“We are going to hold the UCI liable” - SD Worx-Protime hire lawyer as Lorena Wiebes Giro d'Italia expulsion threatens CAS battle

Cycling
Thursday, 04 June 2026 at 15:30
wiebes sd worx
The 20-gram bike-weight ruling that ended Lorena Wiebes’ Giro d’Italia Women is now becoming a legal fight over the UCI’s own process, with SD Worx-Protime hiring a lawyer, calculating financial damage and openly preparing for the possibility of a CAS case.
Wiebes crossed the line first on Stage 1 in Ravenna, but was later removed from the race after her bike was ruled to be below the UCI’s 6.8kg minimum weight limit. Elisa Balsamo inherited the opening victory and first Maglia Rosa, while SD Worx-Protime lost the fastest sprinter in the race before Stage 2 had even begun.
The team’s Giro has since taken a dramatic turn on the road, with Anna van der Breggen crushing the Stage 4 uphill time trial and moving into pink. Behind that sporting recovery, the Wiebes case has only escalated.
“We are going to hold the UCI liable and have hired a lawyer,” team manager Erwin Janssen told Wielerflits. “Aside from wanting to restore some honour, this disqualification also has an enormous financial impact.”
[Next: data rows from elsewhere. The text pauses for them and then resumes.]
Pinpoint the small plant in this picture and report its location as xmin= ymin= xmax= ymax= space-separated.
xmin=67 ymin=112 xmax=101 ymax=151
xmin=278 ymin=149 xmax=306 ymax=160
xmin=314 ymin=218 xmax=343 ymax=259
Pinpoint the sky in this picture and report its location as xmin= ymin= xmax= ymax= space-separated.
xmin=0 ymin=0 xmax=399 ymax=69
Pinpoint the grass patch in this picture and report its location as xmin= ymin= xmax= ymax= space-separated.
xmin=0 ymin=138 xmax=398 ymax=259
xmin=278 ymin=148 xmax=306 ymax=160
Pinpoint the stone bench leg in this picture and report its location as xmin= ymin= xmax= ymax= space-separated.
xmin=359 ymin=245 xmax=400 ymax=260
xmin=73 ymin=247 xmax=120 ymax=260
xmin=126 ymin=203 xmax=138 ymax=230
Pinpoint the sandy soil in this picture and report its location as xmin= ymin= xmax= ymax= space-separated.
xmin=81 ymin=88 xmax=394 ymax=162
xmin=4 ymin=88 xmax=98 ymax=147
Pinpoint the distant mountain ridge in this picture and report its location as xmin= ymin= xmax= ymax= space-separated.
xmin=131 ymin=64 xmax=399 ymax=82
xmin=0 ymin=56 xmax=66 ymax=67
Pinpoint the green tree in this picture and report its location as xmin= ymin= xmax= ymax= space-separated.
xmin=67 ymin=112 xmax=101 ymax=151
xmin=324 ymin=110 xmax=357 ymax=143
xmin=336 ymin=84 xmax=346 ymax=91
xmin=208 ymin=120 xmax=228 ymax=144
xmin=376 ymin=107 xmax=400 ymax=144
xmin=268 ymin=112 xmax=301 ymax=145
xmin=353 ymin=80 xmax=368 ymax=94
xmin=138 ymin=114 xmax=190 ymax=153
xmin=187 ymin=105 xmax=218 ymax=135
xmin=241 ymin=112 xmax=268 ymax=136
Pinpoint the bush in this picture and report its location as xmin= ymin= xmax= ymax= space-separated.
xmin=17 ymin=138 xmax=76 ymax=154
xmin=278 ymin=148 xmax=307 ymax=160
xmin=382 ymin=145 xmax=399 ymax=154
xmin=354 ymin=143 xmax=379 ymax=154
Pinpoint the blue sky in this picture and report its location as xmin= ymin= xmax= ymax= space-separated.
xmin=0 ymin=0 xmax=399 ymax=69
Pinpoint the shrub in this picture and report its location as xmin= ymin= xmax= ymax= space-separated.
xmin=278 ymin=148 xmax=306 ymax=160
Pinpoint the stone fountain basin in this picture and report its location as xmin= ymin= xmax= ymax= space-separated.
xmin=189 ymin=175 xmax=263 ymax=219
Legal threat grows around 20-gram ruling

SD Worx-Protime are no longer treating Wiebes’ expulsion as a closed sporting decision. Janssen said the team are working through the wider cost of her removal, with the damage stretching beyond the loss of one stage result.
“It is difficult to say how big the damage is in euros, but you have to think about prize money from several missed stages, missing out on UCI points and agreements in sponsor contracts,” he said. “We are now working on calculating all of that.”
That framing could make the case much bigger than the immediate Giro controversy. Wiebes was expected to be a central figure across the flat stages, and her absence changed the sprint landscape immediately. Balsamo took over the opening result, then won Stages 2 and 3 on the road as the race continued without the rider who had initially looked set to dominate the bunch finishes.
Janssen also made clear that SD Worx-Protime see the Court of Arbitration for Sport as a realistic next step, particularly because of the response they say they have received from the UCI. “There is a good chance it will go to CAS,” he said. “The UCI simply isn’t responding. Nobody is picking up the phone. Only our lawyer has managed to reach someone higher up at the UCI.”
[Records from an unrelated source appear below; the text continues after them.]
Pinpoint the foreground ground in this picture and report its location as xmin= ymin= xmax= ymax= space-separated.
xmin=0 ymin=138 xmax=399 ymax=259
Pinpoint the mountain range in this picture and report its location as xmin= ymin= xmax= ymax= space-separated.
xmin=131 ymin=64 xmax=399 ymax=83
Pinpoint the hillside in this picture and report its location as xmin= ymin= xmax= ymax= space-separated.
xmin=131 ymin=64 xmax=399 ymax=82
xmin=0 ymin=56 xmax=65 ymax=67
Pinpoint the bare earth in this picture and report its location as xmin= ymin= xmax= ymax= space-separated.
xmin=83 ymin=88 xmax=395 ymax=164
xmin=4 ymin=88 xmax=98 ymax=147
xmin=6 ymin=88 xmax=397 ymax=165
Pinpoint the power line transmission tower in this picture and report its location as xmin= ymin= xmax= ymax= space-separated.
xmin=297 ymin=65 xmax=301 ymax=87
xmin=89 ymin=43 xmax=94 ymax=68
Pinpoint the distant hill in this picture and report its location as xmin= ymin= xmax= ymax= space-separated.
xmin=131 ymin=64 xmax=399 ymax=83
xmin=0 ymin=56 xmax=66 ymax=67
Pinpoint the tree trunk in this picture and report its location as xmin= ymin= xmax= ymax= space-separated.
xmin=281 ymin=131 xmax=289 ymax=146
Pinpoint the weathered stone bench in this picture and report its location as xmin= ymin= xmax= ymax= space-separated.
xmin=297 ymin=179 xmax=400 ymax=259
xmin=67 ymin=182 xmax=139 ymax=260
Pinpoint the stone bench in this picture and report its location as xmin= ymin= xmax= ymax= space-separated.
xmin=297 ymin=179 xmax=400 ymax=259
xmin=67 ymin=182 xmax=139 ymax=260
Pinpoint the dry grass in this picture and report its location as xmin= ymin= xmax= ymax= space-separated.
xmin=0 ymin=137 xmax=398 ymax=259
SD Worx-Protime challenge the bike-check process

The team’s anger is now focused as much on procedure as on the number recorded by the scale. Janssen accused those carrying out the check of falling short of the standards expected from professional teams.
“It is just bizarre that we are being brushed off like this,” he said. “Cycling teams are expected to be fully professional, while over there amateurs, semi-professionals, have to carry out such a bike measurement in a very unprofessional way.”
Janssen listed several points SD Worx-Protime are expected to lean on if the dispute continues. He said team management did not sign a measurement report, and claimed there was no opportunity for a counter-assessment after the bike was judged to be too light.
“I am simply amazed by everything that went wrong,” he said. “Normally, the team management in charge has to sign a measurement report, and that did not happen either. And there was also no opportunity at all for a counter-assessment.”
According to Janssen, the UCI’s response has remained fixed on the basic ruling. “The UCI simply will not budge,” he said. “They say: too light is too light. There is little understanding and flexibility, while we never take risks with the bike.”

Wind claim adds fresh layer to Wiebes dispute

SD Worx-Protime are also investigating whether conditions around the measurement could have affected the result. Janssen said Wiebes’ bike had consistently been above the minimum weight before the check that led to her expulsion.
“Lorena’s bike always weighed between the 6.83 and 6.85 kilos, so it really is simply because of the wind,” he said. “That bike was blowing from left to right.”
The team are now looking into that line of argument with expert input. “What I have heard from experts is that the wind can make an enormous difference during a measurement,” Janssen said. “So we are now investigating that as well.”
The UCI ruling still stands, Wiebes remains out of the Giro and Balsamo keeps the Stage 1 victory she inherited in Ravenna. Van der Breggen’s Maglia Rosa has given SD Worx-Protime a new race-leading story on the road, but the dispute that began with a post-stage weight check is now moving towards lawyers, liability and a possible CAS battle.